For monitoring these kind of errors we can:
- Include a prometheus endpoint that can be automatically discovered and scraped by Prometheus to track numeric metrics (e.g. # of failures, # of collected policies, etc.).
- Log errors and other info to the pod logs. Basic troubleshooting could then be done using kubectl logs. You could then use log forwarding tools to route logs to a logging index (Azure monitor, Elasticsearch, loki, splunk).
- Log to a file in the /opt/logs filesystem on the worker node...then pick it up via splunk for alerting (probably necessary for EOM).
Honolulu Release Deliverables
- Policy Sidecar seed code in gerrit (Will be submitted into dcaegen2/deployment repository as new sub-module - dcae-services-policy-sync)
- Policy Sidecar container in Nexus3
- Example helm chart invoking side-car service
- Documentation (wiki)
Attributions
Inspired by the open source git-sync utility which essentially does the same thing for git repositories.
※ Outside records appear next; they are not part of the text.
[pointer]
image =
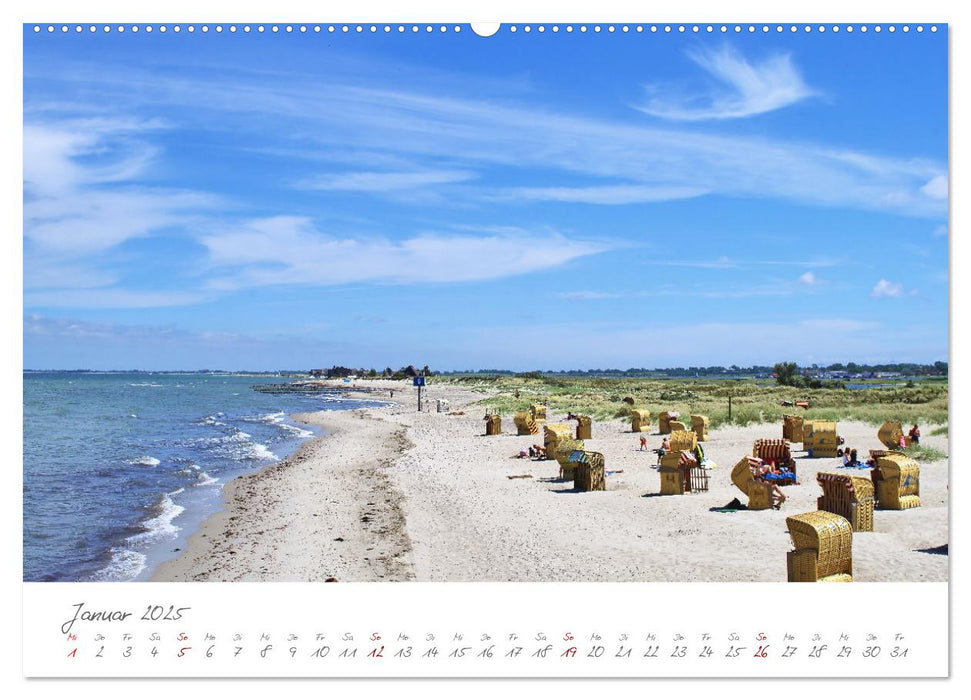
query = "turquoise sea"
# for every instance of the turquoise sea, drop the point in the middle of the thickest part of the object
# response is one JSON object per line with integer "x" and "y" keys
{"x": 120, "y": 468}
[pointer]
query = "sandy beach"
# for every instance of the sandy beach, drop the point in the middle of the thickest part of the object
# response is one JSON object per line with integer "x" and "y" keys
{"x": 390, "y": 494}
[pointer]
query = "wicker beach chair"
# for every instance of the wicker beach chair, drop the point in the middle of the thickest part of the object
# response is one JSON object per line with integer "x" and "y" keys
{"x": 700, "y": 425}
{"x": 681, "y": 474}
{"x": 682, "y": 440}
{"x": 890, "y": 434}
{"x": 640, "y": 421}
{"x": 819, "y": 438}
{"x": 538, "y": 411}
{"x": 823, "y": 551}
{"x": 848, "y": 496}
{"x": 759, "y": 493}
{"x": 896, "y": 478}
{"x": 664, "y": 421}
{"x": 525, "y": 424}
{"x": 584, "y": 428}
{"x": 779, "y": 451}
{"x": 588, "y": 471}
{"x": 792, "y": 428}
{"x": 564, "y": 450}
{"x": 552, "y": 434}
{"x": 493, "y": 424}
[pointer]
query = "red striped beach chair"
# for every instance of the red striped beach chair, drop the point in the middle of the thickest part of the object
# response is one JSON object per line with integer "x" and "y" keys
{"x": 776, "y": 450}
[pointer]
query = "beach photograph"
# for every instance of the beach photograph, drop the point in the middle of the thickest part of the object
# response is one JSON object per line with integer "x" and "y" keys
{"x": 533, "y": 303}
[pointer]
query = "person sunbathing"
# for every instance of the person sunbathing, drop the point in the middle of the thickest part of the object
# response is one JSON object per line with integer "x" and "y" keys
{"x": 765, "y": 473}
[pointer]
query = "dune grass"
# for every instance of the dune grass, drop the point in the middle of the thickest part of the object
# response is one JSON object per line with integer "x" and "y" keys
{"x": 752, "y": 401}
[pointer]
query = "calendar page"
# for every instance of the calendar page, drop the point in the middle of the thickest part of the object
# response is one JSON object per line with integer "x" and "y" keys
{"x": 366, "y": 347}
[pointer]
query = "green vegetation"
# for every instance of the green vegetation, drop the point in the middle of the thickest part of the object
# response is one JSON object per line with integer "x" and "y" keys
{"x": 752, "y": 400}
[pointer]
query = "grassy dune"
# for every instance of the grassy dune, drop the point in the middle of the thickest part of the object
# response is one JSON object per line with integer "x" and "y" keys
{"x": 752, "y": 401}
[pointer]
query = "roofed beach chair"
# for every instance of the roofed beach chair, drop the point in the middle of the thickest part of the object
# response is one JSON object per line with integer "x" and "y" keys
{"x": 564, "y": 449}
{"x": 848, "y": 496}
{"x": 664, "y": 421}
{"x": 890, "y": 434}
{"x": 552, "y": 434}
{"x": 525, "y": 424}
{"x": 640, "y": 420}
{"x": 896, "y": 478}
{"x": 538, "y": 411}
{"x": 759, "y": 492}
{"x": 819, "y": 438}
{"x": 682, "y": 440}
{"x": 792, "y": 428}
{"x": 584, "y": 428}
{"x": 779, "y": 452}
{"x": 588, "y": 471}
{"x": 823, "y": 544}
{"x": 700, "y": 425}
{"x": 493, "y": 424}
{"x": 681, "y": 473}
- The existing policy handler microservice: https://github.com/onap/dcaegen2-platform-policy-handler/tree/master/policyhandler
1 Comment
Jack Lucas
This is a good time to step back and ask why we need to use the policy system at all. The problem that we're currently solving with policy is configuration management. We need to be able to change certain aspects of a component's configuration after the component has been deployed. We should coordinate this work with the work to look at alternatives to using Consul, fronted by the config binding service, to do the initial configuration of a component. It would be useful to identify the specific use cases and the associated requirements and look at what might already be available in the k8s ecosystem that could meet our needs.